Before diving into Kubernetes, it’s important to have a good understanding of containers. It’s good to contrast containers and virtual machines.
Virtual machines are installed on a single physical server. VM images are not light-weight, because they contain the entire operating system of choice. In contrast, the hardware underlying a Kubernetes cluster is not a single physical or virtual server. It’s just a single computational resource (CPU, RAM, I/O) that represents a subset of the entire hardware platform (for instance Azure). The container host or kernel is the intermediary layer that talks from the containers to the hardware. I would say: it’s not the OS, but a set of cross-machine OS services. The OS dependencies, which are part of the container image itself, are for the Docker container or container engine.
Another valuable angle, is to look at containers from an infrastructure viewpoint or a development standpoint.
So, what are the container benefits. Containers are an excellent choice when developing software based on microservice architectures.
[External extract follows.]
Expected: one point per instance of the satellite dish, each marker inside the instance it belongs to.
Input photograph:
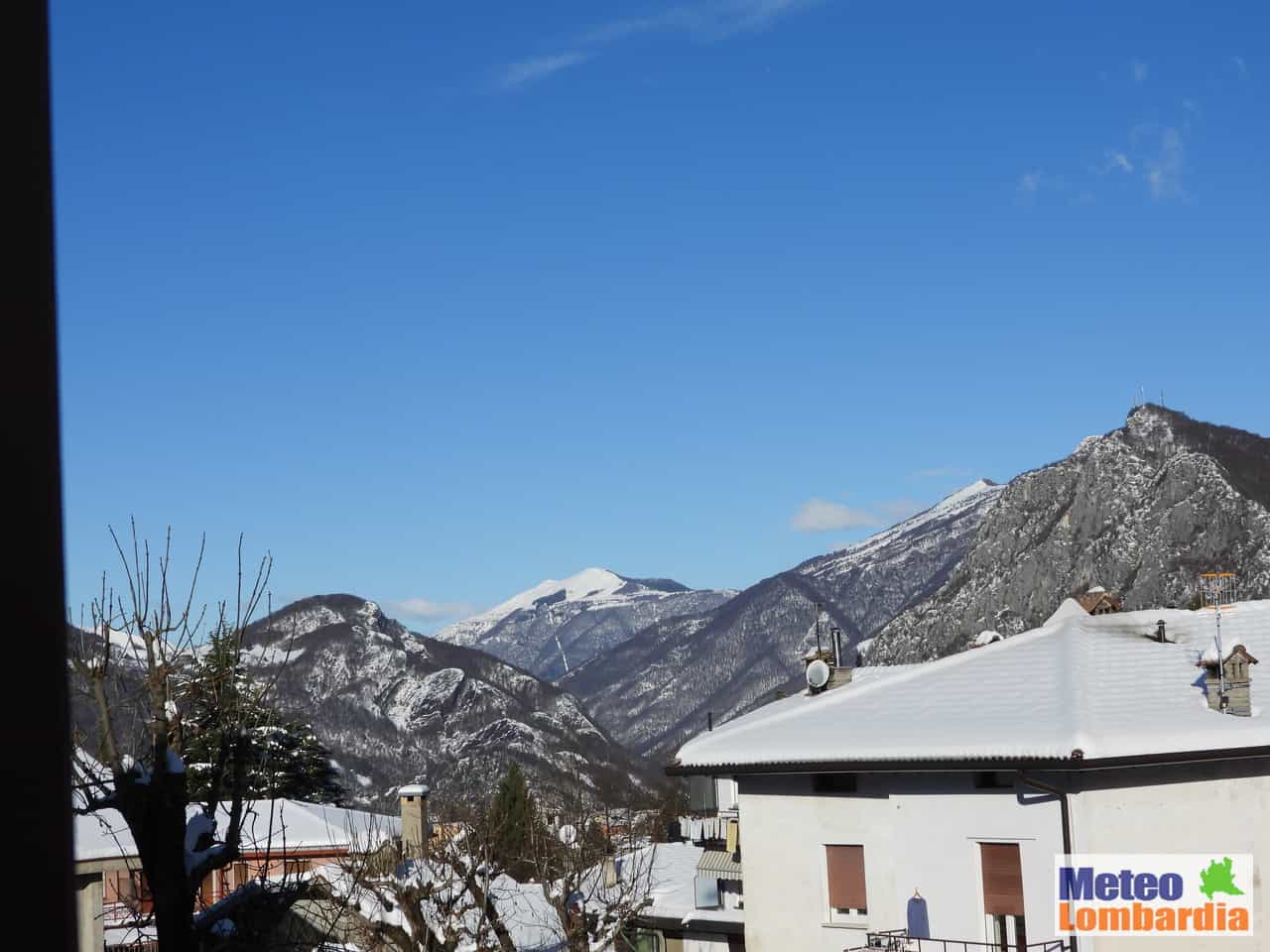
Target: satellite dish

The decoupled design of microservices makes a perfect combination with the atomicity of containers. Containers make efficient use of hardware (small images) and provide isolation. Isolation means you can run multiple containers simultaneously on the same host without affecting each other. And last but not least, there’s the advantage of consistent deployments. No more “works on my machine, why doesn’t it work in production?”.
Now, let’s turn to Kubernetes. Kubernetes (K8s) is an open-source system for automating deployment, scaling and management of containerized applications (https://kubernetes.io). The picture below shows what a Kubernetes cluster looks like. Know that the control plane can also be referred to as the master node. The master node controls a cluster of worker nodes. In Production you can have multiple master nodes for high availability.
The head of the Kubernetes cluster is the control plane. The control plane takes care of distributing workload. It’s a load balancer. The worker nodes are the compute power of your cluster. A worker node could be a physical machine or a virtual machine. Note that compute and storage are completely separated. More on this later. The worker nodes run pods. A pod is a logical collection of one or more containers. Typically, a pod only contains one container, that runs one specific app or microservice. Pods, in turn, can be organized into namespaces. A namespace is a logical unit within your cluster which can have its own resource quota, permissions, etc.
A Kubernetes cluster runs its own internal network and can be exposed to the outside world using services. A services is basically an ip adress and TCP port. Pods may go up and down, but the service ip adress is static, ie you have a persistent service endpoint (ip address + DNS naming).
Let’s go one step deeper.
We can use command line tool kubectl or Helm to talk to the master node.
The master node is exposed via a REST API. The REST API can be used to post commands. These commands consist of YAML-based configuration files. The YAML files define the before and after state of the Kubernetes cluster. Kubernetes will use the scheduler to actually move from the current state to the desired state.
Kubernetes uses a high-available, distributed, and reliable key-value store called etcd. This key-value store stores the current state and the desired state of all objects within your cluster. Finally, Kubernetes uses controllers to track the state of objects in the cluster. Each controller runs in a non-terminating loop, watching nodes and containers and spinning those up again when needed.
Each worker node uses a so-called kubelet to register the worker node within the cluster. To enable communication with the master, the kubelet monitors work requests from the API server and executes those units of work. The kube-proxy makes sure each pod gets a unique ip address.
So why do I need Kubernetes as a developer? The advantages of Kubernetes relate to:
- Load Balancing pods using services.
- Network Traffic across containers in different pods and different nodes.
- Zero downtime deployment via rolling updates and rollbacks.
- Self-Healing by automatic restart or replacement of containers.
- Scalability. Responding to increased demand by deploying more container instances, and remove containers if demand is decreasing.
- Portability. See figure below.
- Management of shared storage.
Kubernetes is still quite complex. You can opt for a managed Kubernetes environment via Azure Kubernetes Service (AKS) to simplify the deployment and management of containerized apps. An alternative is the Red Hat Open Shift Container Platform (OCP), which can run both on premises or on Azure, AWS or Google Cloud Platform. OCP is better when it comes to portability.